This Christmas, bring on the beer can decorations and Keg Nog
A night of Yuletide tackiness and beer-fueled hootenanny awaits at “The Great American Trailer Park Christmas Musical” on stage at Trustus Theatre.
Everyone living in North Florida’s Armadillo Acres trailer park is feeling festive except Darlene, the park’s resident Scrooge. Darlene hates Christmas and refuses to let anyone decorate her trailer, until she gets shocked by some improperly wired lights and suffers from amnesia.

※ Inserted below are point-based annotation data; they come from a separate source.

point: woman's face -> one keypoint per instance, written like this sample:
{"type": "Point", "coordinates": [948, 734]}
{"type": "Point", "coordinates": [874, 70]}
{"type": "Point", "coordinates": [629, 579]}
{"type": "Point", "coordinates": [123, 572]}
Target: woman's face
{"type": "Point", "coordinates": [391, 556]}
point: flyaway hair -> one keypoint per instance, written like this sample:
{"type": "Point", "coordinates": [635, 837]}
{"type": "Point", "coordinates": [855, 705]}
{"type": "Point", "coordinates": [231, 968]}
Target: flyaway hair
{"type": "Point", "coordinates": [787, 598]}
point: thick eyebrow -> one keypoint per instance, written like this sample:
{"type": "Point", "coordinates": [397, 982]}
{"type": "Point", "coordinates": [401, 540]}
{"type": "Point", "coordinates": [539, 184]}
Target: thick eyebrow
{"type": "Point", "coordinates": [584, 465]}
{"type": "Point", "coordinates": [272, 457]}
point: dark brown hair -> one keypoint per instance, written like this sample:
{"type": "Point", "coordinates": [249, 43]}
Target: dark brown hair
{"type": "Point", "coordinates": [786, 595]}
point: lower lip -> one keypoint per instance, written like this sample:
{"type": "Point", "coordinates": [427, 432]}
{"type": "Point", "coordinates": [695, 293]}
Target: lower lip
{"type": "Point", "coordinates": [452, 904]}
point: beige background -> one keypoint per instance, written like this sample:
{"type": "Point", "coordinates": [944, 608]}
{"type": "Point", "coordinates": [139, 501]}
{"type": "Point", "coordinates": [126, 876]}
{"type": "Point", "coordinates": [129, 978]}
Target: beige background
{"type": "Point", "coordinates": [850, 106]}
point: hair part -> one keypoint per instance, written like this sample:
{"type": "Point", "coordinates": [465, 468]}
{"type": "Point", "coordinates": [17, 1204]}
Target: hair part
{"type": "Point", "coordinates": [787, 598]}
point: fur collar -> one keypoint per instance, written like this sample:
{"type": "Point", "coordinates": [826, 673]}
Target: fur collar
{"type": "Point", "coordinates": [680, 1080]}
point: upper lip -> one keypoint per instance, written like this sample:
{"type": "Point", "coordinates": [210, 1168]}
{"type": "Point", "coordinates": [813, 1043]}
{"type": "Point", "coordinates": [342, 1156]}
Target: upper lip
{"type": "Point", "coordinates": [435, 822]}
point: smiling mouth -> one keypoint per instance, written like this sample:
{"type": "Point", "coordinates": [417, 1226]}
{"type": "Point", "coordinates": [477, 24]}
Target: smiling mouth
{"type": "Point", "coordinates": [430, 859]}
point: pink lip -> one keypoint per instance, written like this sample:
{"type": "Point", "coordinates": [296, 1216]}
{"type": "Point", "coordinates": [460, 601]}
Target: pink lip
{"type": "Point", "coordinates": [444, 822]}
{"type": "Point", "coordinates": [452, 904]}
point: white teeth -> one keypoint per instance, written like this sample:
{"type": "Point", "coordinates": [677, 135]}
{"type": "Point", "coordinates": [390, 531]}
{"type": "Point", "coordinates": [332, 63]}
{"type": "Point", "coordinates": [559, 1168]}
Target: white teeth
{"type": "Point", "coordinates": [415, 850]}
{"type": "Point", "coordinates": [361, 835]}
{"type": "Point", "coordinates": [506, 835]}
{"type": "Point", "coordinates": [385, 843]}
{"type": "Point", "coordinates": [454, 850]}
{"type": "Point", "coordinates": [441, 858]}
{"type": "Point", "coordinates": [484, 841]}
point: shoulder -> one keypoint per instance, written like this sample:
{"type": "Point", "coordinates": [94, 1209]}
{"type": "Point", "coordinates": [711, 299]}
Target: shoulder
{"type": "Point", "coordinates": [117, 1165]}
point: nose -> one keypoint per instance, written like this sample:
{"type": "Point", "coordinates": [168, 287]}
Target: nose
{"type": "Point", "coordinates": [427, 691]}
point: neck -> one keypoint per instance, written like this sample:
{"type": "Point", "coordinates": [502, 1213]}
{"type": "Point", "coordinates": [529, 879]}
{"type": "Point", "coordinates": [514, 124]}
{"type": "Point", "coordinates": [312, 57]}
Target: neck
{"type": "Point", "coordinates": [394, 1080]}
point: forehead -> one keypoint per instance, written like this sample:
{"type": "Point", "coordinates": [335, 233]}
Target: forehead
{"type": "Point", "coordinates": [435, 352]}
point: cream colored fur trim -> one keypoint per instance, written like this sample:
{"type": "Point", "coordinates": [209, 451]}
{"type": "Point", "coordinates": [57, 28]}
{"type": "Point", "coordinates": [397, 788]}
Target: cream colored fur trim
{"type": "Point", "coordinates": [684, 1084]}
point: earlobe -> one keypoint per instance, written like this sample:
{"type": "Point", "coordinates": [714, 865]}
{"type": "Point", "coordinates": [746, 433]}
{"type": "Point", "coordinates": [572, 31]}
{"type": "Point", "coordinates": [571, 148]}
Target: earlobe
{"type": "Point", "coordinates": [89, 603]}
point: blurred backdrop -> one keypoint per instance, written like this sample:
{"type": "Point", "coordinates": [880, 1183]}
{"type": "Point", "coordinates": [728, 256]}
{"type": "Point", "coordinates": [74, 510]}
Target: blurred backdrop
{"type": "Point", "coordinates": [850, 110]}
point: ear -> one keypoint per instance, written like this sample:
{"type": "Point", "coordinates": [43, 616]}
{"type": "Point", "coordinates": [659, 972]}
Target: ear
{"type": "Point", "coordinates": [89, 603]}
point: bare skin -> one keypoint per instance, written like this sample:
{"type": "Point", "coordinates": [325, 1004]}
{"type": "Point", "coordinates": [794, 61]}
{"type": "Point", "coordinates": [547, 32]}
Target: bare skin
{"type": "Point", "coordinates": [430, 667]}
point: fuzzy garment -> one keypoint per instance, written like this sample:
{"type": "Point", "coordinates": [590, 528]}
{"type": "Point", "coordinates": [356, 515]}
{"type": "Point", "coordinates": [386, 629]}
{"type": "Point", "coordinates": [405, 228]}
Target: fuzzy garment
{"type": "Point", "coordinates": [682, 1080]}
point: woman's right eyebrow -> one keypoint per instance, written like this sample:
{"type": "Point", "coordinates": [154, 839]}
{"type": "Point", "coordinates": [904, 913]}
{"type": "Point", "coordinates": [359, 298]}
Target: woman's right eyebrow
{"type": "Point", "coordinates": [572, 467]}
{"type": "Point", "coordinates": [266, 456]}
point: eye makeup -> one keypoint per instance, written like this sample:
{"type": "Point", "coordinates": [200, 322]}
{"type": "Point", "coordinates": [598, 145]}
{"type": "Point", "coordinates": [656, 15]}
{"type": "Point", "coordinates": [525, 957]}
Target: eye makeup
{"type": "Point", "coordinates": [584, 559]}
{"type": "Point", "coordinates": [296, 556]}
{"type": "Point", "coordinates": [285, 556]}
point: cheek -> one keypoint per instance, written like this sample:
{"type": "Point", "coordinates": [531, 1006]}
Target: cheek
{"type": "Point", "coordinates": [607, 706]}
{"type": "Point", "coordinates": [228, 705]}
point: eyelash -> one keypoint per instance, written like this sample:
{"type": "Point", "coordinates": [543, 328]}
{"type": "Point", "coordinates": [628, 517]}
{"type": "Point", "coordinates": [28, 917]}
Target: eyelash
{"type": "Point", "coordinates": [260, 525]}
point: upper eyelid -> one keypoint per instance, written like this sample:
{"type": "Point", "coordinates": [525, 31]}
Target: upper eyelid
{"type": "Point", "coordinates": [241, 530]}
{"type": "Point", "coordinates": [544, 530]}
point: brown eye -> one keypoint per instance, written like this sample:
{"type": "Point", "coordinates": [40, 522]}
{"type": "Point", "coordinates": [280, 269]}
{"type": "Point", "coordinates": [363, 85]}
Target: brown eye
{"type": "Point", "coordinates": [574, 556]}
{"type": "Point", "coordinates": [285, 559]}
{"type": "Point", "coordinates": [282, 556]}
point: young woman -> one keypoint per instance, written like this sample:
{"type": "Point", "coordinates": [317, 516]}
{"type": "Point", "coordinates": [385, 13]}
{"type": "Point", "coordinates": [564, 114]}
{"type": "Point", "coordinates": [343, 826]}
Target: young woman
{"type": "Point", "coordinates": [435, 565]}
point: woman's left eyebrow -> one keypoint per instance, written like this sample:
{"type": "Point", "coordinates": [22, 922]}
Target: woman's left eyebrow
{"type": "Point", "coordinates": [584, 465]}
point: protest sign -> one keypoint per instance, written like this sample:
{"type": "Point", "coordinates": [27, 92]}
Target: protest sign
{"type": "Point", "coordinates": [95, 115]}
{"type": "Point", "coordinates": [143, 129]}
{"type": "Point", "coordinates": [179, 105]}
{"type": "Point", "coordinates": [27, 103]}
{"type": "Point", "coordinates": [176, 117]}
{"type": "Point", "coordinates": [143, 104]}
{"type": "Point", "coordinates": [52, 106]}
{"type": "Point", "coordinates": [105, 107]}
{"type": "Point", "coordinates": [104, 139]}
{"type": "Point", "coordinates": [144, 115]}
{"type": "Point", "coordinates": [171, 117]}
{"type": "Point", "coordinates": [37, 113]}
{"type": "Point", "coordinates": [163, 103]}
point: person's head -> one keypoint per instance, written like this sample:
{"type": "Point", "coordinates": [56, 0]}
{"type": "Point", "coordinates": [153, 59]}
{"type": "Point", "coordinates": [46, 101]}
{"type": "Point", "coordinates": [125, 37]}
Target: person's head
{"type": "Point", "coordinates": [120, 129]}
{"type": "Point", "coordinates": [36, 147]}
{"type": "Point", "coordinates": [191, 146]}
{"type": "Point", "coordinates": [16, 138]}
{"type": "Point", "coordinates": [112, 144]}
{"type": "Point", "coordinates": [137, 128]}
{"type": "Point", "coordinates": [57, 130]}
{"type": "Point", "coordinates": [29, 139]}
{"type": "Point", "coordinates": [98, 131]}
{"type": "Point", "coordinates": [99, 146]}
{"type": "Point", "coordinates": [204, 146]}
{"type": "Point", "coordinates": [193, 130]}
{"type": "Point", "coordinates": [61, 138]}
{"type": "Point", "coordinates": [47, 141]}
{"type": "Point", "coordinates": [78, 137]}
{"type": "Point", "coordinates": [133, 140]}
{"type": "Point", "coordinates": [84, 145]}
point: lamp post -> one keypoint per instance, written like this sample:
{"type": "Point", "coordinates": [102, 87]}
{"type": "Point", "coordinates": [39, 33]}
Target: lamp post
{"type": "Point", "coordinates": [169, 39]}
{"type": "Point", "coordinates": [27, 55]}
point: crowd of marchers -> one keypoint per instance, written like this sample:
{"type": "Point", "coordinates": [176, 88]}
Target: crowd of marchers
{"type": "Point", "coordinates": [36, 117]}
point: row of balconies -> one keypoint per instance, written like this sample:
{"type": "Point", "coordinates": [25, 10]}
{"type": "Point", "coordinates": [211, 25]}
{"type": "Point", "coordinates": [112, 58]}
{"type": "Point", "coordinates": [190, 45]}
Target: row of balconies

Gabby neighbors Betty, Lin and Pickles are determined to keep her home decorated in hopes of winning a contest for “Mobile Home & Garden” magazine. Throw in some ballads, a few cat-fights and plenty of keg nog (a potent mix of beer, eggs and cheap vodka), and you’ve got yourself a mobile masterpiece.
The musical, written by David Nehls and Betsy Kelso, is a holiday follow-up to the original “The Great American Trailer Park Musical,” which came to Trustus in 2010 and 2011 to much success.
The new production is directed by Larry Hembree and stars Trustus ensemble members Vicky Saye Henderson, Kevin Bush, Matthew DeGuire and guest actors Caroline Weidner, Abigail Smith Ludwig and Katie Leitner.
The play is for mature audiences only due to language and sexual references.
Having grown up in a trailer park himself, Hembree said his experiences help give the play authenticity. There’s even a picture of his old mobile home in the program.
“These are characters we all know,” he said. “You will know somebody like ’em.”
These are characters we all know. You will know somebody like ’em.
Larry Hembree on “The Great American Trailer Park Christmas Musical”
Vicky Saye Henderson, who plays Betty, said, “These personalities are universal. There’s that comedy of recognition here that’s important.”
Saye Henderson is Trustus Theatre’s director of education and outreach. Betty, along with Lin and Pickles, serve as the play’s narrators and speak directly to the audience, breaking the fourth wall.
Betty is “a bit of a mother hen in that she needs to know everything about everyone in her mobile park,” Saye Henderson said. And with big hair, 4 1/2-inch platform shoes and ripped mini skirts, she’s “kind of a dolled-up badass.”
Fun and fracas aside, Hembree was careful to point out that the play is not meant to offend people who live in trailers. “It empowers people who grew up in trailers, like me,” he said, because the characters are underdogs whom the audience roots for. “It’s embracing a culture that we never get to see on stage.”
And with that mentality, keg nog stands for all! And to all a good night.
If you go
WHAT: “The Great American Trailer Park Christmas Musical”
WHEN: Through Saturday, Dec. 19
WHERE: Trustus Theatre, 520 Lady St.
COST: $35 regular admission, $33 senior and military, $25 students
INFO: www.trustus.org
Drink specials
The Trustus Theatre bar is in on the trailer park fun with a variety of drink specials during the show’s run.
A Single Wide Special will get you a tall boy PBR and a bag of Funyuns.
A Double Wide Special will get you two tall boy PBRs, two Moon Pies, two bags of Funyuns and two Slim Jims.
Or, if you feel like putting some class in your trash, the craft beer special is Sweet Baby Jesus Chocolate Peanut Butter Porter from DuClaw Brewing Company. (To go with the light-up baby Jesus on one of the character’s trailers, of course.)